Comments 2: If the primary objective of the study is to demonstrate that the CE1 mutation enhances the properties of the mCherry-expressing influenza A virus, control data for the NSwt strain should be presented in Figure 3 and in the subsequent experiments. The absence of such control data prevents a proper comparative analysis and weakens the main conclusion of the study.

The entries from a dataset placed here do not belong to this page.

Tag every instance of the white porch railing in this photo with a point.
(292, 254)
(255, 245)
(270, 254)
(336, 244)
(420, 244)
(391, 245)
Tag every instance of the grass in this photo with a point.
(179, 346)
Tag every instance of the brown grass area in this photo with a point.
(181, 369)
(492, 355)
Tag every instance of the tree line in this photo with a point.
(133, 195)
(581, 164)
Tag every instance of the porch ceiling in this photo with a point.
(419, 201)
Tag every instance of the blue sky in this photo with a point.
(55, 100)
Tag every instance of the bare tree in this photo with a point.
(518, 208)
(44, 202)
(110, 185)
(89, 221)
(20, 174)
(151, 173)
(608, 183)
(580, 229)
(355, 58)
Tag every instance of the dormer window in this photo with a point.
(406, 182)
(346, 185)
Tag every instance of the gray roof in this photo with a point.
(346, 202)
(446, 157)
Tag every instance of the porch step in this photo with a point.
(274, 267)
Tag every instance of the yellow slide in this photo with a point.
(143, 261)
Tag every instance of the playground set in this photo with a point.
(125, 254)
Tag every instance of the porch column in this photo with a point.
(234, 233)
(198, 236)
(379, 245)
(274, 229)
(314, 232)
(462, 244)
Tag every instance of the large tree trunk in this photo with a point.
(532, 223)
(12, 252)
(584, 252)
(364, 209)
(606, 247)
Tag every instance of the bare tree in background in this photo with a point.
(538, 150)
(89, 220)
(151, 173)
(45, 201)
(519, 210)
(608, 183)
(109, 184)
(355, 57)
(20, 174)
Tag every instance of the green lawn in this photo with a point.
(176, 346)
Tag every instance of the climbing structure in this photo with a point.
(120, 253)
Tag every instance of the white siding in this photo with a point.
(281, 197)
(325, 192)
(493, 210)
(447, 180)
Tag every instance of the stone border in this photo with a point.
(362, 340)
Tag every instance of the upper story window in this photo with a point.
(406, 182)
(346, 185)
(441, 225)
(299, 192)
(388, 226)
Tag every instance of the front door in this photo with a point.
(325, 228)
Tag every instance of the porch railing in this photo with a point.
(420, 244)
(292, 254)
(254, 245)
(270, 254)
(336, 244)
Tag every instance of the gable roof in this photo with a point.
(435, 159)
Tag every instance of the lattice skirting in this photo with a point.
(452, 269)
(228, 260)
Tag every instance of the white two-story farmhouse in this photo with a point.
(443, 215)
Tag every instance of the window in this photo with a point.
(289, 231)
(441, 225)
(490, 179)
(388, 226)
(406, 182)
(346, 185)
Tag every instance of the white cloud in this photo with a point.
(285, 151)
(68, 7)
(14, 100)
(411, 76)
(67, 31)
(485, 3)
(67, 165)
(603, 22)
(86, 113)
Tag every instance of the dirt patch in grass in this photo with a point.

Response 2: Thank you for pointing this out. We agree with this comment. In this study, our primary objective was to construct a recombinant influenza virus carrying mCherry and to establish an in vivo imaging model of influenza virus for antiviral drug evaluation, rather than to comprehensively delineate CE1 mutation on effects of influenza virus expressing mCherry. Compared with H1N1-PR8-NS_WT-mCherry, H1N1-PR8-NS_CE1-mCherry showed a higher rescue rate (Figure 1C). Meanwhile, peak titers of H1N1-PR8-NS_CE1-mCherry were approximately 10.79-fold higher than H1N1-PR8-NS_WT-mCherry (Figure 2B). In parallel, H1N1-PR8-NS_CE1-mCherry produced detectable fluorescence signal at 12 hpi, whereas H1N1-PR8-NS_WT-mCherry showed only a faint red signal even at 36 hpi (Figure 2A). Given that H1N1-PR8-NS_CE1-mCherry demonstrated significantly superior viral rescue efficiency, mCherry expression levels and replication capacity compared to H1N1-PR8-NS_WT-mCherry in vitro, we selected H1N1-PR8-NS_CE1-mCherry for establishing the in vivo imaging model. To maintain consistency between the data and main conclusions, we have revised the Title, Abstract, Introduction, Discussion and Conclusion sections. The revisions can be found in the Title section - page 1, line 2-4; Abstract section- page 1, line 6-7, 14-15 and 20-22; Introduction section- page 2, paragraph 3, line 65-67; Discussion section- page 10, paragraph 2, line 308-311; page 11, paragraph 1, line 321-322, page 11, paragraph 2, line 338-340; Conclusion section-page 12, paragraph 5, line 408-409 and 412; page 13, paragraph 1, line 413-415 in the revised manuscript.

Reference

1.         Perez, D. R.; Zhao, X.; Lin, X.; Li, P.; Chen, Z.; Zhang, C.; Manicassamy, B.; Rong, L.; Cui, Q.; Du, R. Expanding the tolerance of segmented Influenza A Virus genome using a balance compensation strategy. PLoS Pathog. 2022, 18.